It's 1975, in a primary school in Aberdeenshire. 10-year-old Robbie Bushe slips out of class as he often does - he’s unhappy here. Looking in the mirror in the boys’ toilets, he begins a conversation with his adult self.
He doesn’t remember much about what was said, but the moment itself has become totemic: “That moment was my introduction to being aware of timelines, looking back and looking forward. It became a vehicle for time travel.” Working on his current exhibition, opening this week at Edinburgh’s Open Eye Gallery, he returned to it again.
‘Dwell’ began with a series of small paintings of Glenburn, his home at that time, a “large, awkward granite bungalow” in the Aberdeenshire hamlet of Tornaveen. “It was an incredibly important part of my childhood, a very strong moment in my life. We had moved from the city to the country, and it was the last time we all lived together as a large family before my parents split up. We lived there five years, when you’re a child that seems like forever.”
Sketching detailed architectural drawings of the house, he would then paint over them, opening up elevations to reveal the rooms inside. He then applied the same technique to the various houses in which he has lived since - “something ridiculous like 29 houses in 57 years” - right up to his current Edinburgh home.

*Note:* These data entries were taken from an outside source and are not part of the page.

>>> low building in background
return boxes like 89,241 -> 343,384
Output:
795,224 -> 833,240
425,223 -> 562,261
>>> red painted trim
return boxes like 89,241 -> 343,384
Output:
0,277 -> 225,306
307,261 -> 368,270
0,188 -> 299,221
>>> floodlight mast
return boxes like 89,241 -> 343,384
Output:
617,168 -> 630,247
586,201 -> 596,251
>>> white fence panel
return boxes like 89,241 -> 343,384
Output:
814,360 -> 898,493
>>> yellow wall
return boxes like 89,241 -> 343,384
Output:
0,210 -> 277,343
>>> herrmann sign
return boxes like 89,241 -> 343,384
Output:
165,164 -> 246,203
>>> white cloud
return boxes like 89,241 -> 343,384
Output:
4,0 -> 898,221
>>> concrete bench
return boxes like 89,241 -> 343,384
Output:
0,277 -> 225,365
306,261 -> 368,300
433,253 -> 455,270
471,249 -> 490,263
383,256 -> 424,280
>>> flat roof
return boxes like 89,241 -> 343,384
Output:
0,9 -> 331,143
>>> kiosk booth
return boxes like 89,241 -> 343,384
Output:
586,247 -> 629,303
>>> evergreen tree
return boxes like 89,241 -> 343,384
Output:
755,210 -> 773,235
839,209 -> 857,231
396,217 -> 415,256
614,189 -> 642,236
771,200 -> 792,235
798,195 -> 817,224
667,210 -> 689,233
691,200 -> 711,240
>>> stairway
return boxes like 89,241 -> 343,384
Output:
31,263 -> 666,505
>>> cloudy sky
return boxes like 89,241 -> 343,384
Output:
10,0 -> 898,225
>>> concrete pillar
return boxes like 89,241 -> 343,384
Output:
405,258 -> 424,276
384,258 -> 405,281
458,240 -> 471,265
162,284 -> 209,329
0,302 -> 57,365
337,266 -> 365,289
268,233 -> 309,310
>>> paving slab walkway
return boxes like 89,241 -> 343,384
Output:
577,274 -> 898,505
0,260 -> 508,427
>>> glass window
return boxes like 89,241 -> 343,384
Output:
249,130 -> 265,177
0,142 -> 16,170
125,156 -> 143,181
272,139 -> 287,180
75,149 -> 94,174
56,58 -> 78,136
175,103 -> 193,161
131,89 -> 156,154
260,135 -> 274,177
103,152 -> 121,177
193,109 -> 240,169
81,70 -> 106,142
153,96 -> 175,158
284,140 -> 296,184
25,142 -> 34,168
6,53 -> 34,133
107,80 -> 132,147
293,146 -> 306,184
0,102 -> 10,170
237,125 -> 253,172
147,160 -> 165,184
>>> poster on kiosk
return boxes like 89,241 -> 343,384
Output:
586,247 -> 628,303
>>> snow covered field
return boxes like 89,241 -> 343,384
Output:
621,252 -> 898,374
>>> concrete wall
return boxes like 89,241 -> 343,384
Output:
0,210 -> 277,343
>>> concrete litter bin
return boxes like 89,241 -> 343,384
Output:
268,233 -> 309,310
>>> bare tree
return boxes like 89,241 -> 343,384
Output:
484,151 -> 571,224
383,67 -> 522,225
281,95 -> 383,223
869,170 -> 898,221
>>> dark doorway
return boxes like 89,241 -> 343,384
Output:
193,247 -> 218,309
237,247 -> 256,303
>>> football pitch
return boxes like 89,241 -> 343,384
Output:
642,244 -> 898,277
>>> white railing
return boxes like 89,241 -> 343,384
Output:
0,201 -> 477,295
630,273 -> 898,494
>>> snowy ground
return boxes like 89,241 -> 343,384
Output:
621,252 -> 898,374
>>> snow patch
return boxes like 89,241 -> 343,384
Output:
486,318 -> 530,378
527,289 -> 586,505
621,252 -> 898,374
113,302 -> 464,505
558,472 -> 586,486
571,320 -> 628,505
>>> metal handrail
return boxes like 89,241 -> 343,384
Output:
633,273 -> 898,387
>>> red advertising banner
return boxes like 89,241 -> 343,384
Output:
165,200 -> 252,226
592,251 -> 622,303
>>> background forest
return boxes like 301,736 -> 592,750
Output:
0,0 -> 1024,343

“For me it was really interesting because it gave me anchors to moments in time. I’ve not steered away from difficult moments in my life, but I’ve not done it to open wounds, I’ve done it to explore that space. The paintings started to flow out of me. At the moment, it’s an endless mine of material. It’s be an absolute labour of love.”

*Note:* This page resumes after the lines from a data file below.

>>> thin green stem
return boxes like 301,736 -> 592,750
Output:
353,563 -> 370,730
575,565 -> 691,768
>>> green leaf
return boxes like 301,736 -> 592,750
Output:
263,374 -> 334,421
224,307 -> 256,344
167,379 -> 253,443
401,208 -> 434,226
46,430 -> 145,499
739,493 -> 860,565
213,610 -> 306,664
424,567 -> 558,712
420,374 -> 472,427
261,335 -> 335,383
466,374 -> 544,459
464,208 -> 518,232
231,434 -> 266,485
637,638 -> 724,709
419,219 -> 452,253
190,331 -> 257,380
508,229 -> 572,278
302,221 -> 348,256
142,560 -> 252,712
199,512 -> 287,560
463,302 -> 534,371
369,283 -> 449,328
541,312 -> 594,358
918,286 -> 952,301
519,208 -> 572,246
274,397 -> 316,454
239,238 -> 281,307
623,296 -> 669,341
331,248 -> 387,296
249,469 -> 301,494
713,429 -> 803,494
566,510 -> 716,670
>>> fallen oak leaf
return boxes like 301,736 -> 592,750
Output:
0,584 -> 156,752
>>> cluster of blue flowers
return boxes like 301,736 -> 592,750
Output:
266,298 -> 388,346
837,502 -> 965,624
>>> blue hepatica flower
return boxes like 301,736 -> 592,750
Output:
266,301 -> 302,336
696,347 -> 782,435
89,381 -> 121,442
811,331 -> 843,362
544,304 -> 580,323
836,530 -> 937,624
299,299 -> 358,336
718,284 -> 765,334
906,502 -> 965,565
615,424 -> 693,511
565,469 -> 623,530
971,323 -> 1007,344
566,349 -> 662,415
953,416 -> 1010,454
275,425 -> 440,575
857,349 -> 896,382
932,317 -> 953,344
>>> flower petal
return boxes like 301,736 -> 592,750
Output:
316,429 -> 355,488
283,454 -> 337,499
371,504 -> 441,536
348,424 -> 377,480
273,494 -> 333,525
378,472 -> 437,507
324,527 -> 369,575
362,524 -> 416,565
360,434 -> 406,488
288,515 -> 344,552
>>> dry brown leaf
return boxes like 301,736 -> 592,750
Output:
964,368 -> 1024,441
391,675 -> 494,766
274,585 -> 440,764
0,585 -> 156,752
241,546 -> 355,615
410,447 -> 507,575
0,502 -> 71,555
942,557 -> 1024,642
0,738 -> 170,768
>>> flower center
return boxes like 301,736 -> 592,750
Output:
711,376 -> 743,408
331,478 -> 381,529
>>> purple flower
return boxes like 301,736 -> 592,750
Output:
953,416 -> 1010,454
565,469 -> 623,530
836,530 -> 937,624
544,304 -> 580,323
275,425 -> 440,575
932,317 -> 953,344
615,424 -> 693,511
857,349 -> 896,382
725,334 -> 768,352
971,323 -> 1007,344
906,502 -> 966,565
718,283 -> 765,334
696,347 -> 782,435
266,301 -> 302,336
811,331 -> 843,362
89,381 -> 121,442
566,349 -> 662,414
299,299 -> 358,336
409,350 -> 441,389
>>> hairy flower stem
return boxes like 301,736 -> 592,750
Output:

He was also able to draw on a collaboration with an Edinburgh University colleague (he is coordinator of short courses in art for the university) on the subject of memory. “I’m fascinated by it,” he says. “When we recall an event, we don’t just press a button to play, we actually have to reconstruct it. And once we’ve recreated a new version of a memory, we’ve created a new memory of that occasion - it adds to and distorts it. The paintings have become as important events as the events they recall.”
Bushe says he spent his childhood inventing worlds and stories, devouring Look and Learn annuals and watching sci-fi on TV. Since he graduated from Edinburgh College of Art in 1990, he has been a narrative painter, but it’s only in recent years that his work has had the freedom and ambition of those early inventions.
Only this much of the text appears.